Au début des années 20, les constructivistes russes, Rodchenko, Pevsner et Gabo, se débattaient entre dénoncer la peinture figurative et la proclamation de la mort de l'œuvre sur chevalet, dans le cadre de l'exigence d'un art lié à la production interprétée comme création face à la reproduction, qui prétendait substituer le statique pour la cinétique. Mohoby-Nagy considérait que la photographie et le cinéma partageaient le même problème de «structure optique» qu'avec la peinture, ce qui mena à établir un dialogue entre l'exercice artistique avec comme objectif de concilier les 3 moyens dans une constance interaction, circulation et échange, sans jamais nier le caractère d'autonomie créative des deux premiers, sans non plus nier sa valeur auxiliaire de la dernière. De son incessante expérimentation jaillit le photogramme, ne restant plus qu'à déterminer si avant ou après le « rayogramme » de Man Ray. Dans les deux cas un effet «sublime, rayonnant et presque immatériel se produit, source d'émotion optique», selon ses paroles, dont Ray se sert pour «attribuer une auréole au quotidien». Le photogramme expresse une façon étonnante le difficile façonnage des relations espace-temps-mouvement-vitesse.
Les figures que nous pouvons voir dans les toiles de Zurita sont sur le point de se liquéfier, de s'évaporer avec une apparence évanescente, presque fantasmatique; parfois entourées dans une lueur qui semble disparaître, à mode de trainée lumineuse avec un déplacement rapide. C'est le résultat de la technique de l'image congelée, avec plus ou moins de pixels et dans le programme d'un acte prédéterminé de défigurer chaque individu dans l’anonymat - l'élever de la «vulgarité et ordinaire continuation collective», que Otto Rank a établi comme moteur de la création artistique. Hannah Arendt a écrit que «même dans les temps les plus sombres nous avons le droit d'espérer une certaine illumination; cette illumination peut nous satisfaire avec plus de concept de lumière incertaine qu'avec de la théorie, scintillante et souvent faible qui irradie certains hommes et femmes dans leurs vies et leurs œuvres, dans presque toutes les circonstances » l'œuvre de Zurita n'échappe pas non plus à l'hermétique».

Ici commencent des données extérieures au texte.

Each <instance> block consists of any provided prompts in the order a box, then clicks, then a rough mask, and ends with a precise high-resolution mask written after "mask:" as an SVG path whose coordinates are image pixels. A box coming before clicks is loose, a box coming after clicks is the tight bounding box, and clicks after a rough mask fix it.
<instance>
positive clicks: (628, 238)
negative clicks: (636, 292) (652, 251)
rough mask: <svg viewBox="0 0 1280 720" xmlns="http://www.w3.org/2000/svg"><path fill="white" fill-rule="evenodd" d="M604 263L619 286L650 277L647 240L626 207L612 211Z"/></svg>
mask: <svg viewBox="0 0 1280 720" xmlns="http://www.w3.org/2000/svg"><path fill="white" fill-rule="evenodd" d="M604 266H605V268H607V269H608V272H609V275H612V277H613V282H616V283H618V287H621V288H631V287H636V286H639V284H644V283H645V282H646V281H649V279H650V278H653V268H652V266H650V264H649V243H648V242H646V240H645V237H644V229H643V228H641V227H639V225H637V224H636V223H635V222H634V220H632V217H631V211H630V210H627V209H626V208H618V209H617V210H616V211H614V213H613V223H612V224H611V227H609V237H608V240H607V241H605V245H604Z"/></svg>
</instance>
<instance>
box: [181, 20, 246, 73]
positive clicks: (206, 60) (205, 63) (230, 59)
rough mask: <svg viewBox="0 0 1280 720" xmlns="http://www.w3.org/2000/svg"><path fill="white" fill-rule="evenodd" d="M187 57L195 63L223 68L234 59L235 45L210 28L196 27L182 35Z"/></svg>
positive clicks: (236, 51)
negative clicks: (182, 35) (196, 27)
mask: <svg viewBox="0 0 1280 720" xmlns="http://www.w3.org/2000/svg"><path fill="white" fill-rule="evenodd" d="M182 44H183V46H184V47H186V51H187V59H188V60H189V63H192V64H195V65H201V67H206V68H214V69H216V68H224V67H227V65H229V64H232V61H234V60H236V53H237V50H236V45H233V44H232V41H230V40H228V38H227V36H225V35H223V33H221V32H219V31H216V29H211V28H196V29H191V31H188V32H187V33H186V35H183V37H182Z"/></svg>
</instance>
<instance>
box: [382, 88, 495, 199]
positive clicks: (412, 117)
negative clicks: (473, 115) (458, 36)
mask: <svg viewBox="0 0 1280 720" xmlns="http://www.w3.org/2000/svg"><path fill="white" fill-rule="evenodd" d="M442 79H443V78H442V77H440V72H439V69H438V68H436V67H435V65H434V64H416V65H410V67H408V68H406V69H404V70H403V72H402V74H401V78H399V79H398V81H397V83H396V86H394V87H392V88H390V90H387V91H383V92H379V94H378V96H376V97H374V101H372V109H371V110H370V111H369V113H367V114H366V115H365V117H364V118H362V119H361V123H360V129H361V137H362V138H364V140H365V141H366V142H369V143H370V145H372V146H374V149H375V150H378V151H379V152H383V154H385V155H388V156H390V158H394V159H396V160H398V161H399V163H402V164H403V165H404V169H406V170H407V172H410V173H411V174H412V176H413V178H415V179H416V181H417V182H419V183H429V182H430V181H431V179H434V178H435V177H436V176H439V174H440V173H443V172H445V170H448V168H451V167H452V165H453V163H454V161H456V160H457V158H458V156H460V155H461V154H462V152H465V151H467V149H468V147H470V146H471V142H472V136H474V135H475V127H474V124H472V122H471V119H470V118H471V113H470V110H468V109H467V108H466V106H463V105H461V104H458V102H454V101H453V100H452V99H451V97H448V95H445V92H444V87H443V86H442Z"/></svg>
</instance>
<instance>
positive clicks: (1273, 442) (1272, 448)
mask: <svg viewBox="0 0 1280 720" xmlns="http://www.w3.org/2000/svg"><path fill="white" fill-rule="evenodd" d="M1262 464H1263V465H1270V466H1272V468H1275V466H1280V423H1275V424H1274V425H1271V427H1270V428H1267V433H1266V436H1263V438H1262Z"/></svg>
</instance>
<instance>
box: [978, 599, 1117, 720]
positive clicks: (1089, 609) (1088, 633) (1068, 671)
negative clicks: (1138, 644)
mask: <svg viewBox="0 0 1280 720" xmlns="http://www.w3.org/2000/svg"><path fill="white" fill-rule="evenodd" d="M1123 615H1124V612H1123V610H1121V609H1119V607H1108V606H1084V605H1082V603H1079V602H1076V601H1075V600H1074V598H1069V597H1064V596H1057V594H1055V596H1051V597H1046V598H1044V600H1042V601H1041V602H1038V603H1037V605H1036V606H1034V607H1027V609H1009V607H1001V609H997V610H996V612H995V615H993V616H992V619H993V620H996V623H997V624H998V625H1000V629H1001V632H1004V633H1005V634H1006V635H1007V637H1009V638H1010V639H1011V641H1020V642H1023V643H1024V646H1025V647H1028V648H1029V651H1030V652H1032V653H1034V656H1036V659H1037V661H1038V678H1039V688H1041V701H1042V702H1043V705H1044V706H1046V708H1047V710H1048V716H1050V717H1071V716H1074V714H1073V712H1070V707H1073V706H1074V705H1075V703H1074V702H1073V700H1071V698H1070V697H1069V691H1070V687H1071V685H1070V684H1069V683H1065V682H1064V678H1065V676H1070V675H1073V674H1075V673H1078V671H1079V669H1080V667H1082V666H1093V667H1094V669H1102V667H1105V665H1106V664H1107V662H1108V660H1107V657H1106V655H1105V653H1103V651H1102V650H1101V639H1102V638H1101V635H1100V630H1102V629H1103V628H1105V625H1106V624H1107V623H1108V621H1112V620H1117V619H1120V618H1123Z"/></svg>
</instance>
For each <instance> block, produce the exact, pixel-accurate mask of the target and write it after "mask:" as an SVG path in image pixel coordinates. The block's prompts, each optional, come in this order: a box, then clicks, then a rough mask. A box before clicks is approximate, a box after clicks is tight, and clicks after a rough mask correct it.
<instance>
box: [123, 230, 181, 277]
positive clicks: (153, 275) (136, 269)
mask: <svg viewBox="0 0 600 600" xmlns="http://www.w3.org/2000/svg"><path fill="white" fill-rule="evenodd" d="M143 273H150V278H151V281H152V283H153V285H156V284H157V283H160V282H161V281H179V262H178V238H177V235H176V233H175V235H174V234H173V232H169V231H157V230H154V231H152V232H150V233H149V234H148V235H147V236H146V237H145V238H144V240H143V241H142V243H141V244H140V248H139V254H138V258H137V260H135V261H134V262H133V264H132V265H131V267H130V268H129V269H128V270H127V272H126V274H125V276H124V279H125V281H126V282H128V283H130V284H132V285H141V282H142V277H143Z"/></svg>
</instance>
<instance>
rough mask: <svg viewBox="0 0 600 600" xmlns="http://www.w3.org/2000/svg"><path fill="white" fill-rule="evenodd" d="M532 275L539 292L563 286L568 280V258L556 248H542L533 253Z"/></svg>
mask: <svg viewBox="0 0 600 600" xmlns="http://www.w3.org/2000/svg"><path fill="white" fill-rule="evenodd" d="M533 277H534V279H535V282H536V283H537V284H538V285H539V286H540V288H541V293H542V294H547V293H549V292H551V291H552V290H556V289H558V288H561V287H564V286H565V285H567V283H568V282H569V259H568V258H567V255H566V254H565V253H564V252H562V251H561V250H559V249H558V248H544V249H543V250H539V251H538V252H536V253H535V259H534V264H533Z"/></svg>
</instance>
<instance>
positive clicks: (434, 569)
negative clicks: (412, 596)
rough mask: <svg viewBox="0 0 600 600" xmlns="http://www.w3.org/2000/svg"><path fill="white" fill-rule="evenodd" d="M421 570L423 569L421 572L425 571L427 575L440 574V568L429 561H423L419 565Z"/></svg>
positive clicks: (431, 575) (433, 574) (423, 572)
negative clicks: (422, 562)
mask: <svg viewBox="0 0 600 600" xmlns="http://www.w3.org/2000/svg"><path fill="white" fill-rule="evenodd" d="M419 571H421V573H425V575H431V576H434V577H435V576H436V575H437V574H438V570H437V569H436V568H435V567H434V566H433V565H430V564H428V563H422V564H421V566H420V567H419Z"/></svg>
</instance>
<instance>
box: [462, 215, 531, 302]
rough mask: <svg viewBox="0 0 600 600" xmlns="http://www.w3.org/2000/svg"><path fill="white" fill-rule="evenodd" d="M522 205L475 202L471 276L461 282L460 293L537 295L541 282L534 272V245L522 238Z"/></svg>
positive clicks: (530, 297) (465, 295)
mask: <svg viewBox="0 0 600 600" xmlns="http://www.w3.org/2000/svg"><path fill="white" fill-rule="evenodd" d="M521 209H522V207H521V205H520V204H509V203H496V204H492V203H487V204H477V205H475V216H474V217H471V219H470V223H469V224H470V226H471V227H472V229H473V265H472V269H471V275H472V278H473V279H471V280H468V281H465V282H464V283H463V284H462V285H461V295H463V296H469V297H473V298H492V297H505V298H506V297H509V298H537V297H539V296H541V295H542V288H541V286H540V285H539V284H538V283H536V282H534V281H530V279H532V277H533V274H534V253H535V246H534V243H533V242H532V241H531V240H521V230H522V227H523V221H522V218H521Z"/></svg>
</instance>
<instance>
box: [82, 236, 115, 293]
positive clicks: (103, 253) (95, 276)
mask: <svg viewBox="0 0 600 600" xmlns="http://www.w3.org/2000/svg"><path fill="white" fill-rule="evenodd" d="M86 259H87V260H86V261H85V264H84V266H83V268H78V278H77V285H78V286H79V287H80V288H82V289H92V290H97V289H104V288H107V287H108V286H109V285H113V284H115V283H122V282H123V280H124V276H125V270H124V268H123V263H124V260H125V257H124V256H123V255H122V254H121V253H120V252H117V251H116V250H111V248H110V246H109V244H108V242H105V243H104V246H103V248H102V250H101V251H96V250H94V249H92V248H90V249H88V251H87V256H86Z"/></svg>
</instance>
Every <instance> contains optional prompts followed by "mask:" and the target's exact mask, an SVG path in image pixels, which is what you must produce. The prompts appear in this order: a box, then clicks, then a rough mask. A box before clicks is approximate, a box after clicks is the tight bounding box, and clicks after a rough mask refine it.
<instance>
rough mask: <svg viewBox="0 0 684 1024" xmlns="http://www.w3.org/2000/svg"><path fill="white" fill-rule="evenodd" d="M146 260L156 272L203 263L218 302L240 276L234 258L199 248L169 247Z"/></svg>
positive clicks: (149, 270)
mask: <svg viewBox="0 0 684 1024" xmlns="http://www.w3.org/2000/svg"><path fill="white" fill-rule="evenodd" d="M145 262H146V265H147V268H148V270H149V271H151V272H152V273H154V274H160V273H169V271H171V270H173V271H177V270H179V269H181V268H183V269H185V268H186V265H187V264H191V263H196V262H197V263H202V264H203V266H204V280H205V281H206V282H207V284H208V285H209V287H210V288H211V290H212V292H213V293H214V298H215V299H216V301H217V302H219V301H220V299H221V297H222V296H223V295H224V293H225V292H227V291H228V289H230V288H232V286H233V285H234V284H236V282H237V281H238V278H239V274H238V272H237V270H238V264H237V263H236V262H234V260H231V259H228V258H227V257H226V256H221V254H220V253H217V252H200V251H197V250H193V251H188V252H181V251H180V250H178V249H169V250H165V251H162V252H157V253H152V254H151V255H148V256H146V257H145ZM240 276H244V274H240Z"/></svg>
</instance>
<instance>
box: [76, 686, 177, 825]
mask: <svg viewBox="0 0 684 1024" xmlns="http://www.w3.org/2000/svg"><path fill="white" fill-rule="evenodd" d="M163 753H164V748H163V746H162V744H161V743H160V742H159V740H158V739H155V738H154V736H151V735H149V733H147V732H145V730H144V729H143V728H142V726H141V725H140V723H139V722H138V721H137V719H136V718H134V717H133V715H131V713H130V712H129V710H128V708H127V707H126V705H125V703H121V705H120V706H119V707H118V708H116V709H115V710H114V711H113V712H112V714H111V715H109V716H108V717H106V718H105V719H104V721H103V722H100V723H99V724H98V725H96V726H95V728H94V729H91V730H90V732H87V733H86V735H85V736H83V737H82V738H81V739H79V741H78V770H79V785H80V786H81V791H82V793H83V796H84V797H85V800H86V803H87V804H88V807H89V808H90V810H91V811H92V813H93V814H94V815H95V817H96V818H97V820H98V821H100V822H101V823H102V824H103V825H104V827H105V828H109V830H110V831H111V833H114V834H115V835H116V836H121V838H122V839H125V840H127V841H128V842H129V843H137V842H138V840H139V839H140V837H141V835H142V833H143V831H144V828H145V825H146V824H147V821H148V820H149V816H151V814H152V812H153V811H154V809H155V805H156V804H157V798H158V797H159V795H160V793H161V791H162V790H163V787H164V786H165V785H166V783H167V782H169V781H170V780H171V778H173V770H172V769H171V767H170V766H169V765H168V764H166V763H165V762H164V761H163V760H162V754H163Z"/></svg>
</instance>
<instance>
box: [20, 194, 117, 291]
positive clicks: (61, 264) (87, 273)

Zygnut Bauman a défini l'idée de mortalité liquide et attribue la qualité du permanent seul à l'effet de caractère transitoire dans un monde liquide, sans mémoire, dans lequel le temps s’écoule, de manière de plus en plus rapide, en marquant le rythme des changements continus et il semble qu'avec l'unique fin du mouvement en soi. Dans les derniers temps de forme violente, jusqu'à la turbulence, un "problème exhaustif de la vie réelle" pour le physicien Rossner, avec sa correspondance dans les conflits d'ordre social et politique, en débouchant au chaos, déterminées situations chaotiques qui ne manquent pas d’un certain ordre: "l’effet papillon" d'Edward Lorenz ou "l’ordre libre" de Stuart Kauffman. Du général à l'individuel, cela abouti à l'impossibilité de solidification – nouaison - de concepts comme les règles, les structures ou les réseaux, la famille, la classe, le voisinage, la communauté ... l'art même dans plusieurs occasions, changé en objet de consommation. La consommation est l'un des symptômes de la maladie, ou la maladie sociale par excellence, c'est le concept opposé à l'impérissable, qui est basé sur l'association et la continuité avec les contacts temporels.